Data warehousing a BI essential
In 1981, when someone mentioned data, people weren't too sure what they were talking about.
Speaking at an ITWeb event in Bryanston yesterday, data warehousing thought leader and teacher, Ralph Kimball, noted that while we may be more accustomed to talking about data today, the essential characteristics of data warehouse systems have not changed much in the last few decades. The difference today is that we are becoming overrun with data assets, he said.
Data assets have undergone a remarkable explosion in the last few years, stressed Kimball, adding that businesses should be marshalling their data assets, which involves integrating hundreds of internal and external sources. "We have to get this under control. There is now no physical limit of how much data is out there. If you have hundreds of sources but they are not compatible, it is chaos."
The data warehouse mission is remarkably durable, said Kimball. "We should focus on integration and marshalling assets, before presenting them to decision-makers."
According to Kimball, the data warehouse must be a trustworthy and reliable way of communicating the data to end-users. "Success will be measured by whether the users show up. This will only happen if you deliver in an effective way."
Business intelligence (BI) signals the shift of responsibility from data warehouse architects to the business itself, he said, adding that the business has a responsibility to be a thoughtful and sophisticated observer of business development. According to Kimball, in order for this to be successful, it is essential for business people to have a clear understanding of the roles and functions of IT. "If your IT is over in another building, you are doing things wrong. IT has to live in the end-user environment."
BI focuses on how the data is brought into the business and how it is deployed, Kimball said. In order for data warehouse architects to best support decision-making, they must understand the cycle of BI, while also understanding the user, he went on to say.
To be happy in a data warehouse career, you need to be focused on three things, Kimball suggested, these being an interest in the business, while remaining up to date with technology - and "you actually have to like end-users".
"You have to be fundamentally forgiving when they don't read the manual or when they don't like your system," he said.
"When looking at design, you must count the clicks. One click to get to the result you want is fantastic. Two clicks is pretty good. Three clicks is acceptable, but any more than three clicks means the system should be improved. Every click is a distraction from the real task," Kimball said.
He advised that engineers don't become too obsessed with hardware. "Hardware is like tissue paper; you throw it away when you are done with it. It is software, techniques and data structures that are durable," he noted.
And solutions should be built to capitalise on user expertise, while minimising costs, Kimball continued. "Maybe the biggest thing we need to do is reduce the cost of lost opportunities. It is hard to quantify the value of a decision not made."
Xhead: Star schemas and simplicity
Kimball highlighted simplicity and performance as two non-negotiable design essentials, adding that both should be measured by the end-user. "This is challenging because we as data architects are genetically predisposed to make things complicated," he joked.
To tackle a complex problem, it is best to decompose it into pieces and to choose a practical approach, while always keeping the original design in mind, he said.
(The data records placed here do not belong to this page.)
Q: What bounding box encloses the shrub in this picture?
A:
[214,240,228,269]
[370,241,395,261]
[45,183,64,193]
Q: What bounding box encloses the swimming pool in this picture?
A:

Businesses should identify key performance indicators from a single source in order to break the data down into manageable chunks, he said, adding that consolidated sources are often tough to manage. Only once you have this single source, can you move down the various layers of BI decision-making tools, he continued, describing this process as the root of the whole project.
He called on businesses to view data in dimensional models, commonly know as star schemas. "We should bring the data up to the business user in a dimensional way," he said, describing star schemas as one of the simplest relational models.
He also encouraged data warehouse engineers to integrate all data models with business processes, using something he terms 'the business matrix'. He defined this as a vehicle of executive communication and planning. The challenge of integration is to make the data relevant across various sources, Kimball continued.
Dimensional design is about conforming dimensions, completing processes and designing consolidated fact tables, among other things, he said. Schemas are the end result of a complex background process but they are also the thing that designers can use to get their jobs done, he pointed out. "It is about drilling across and integrating, rather than just drilling down."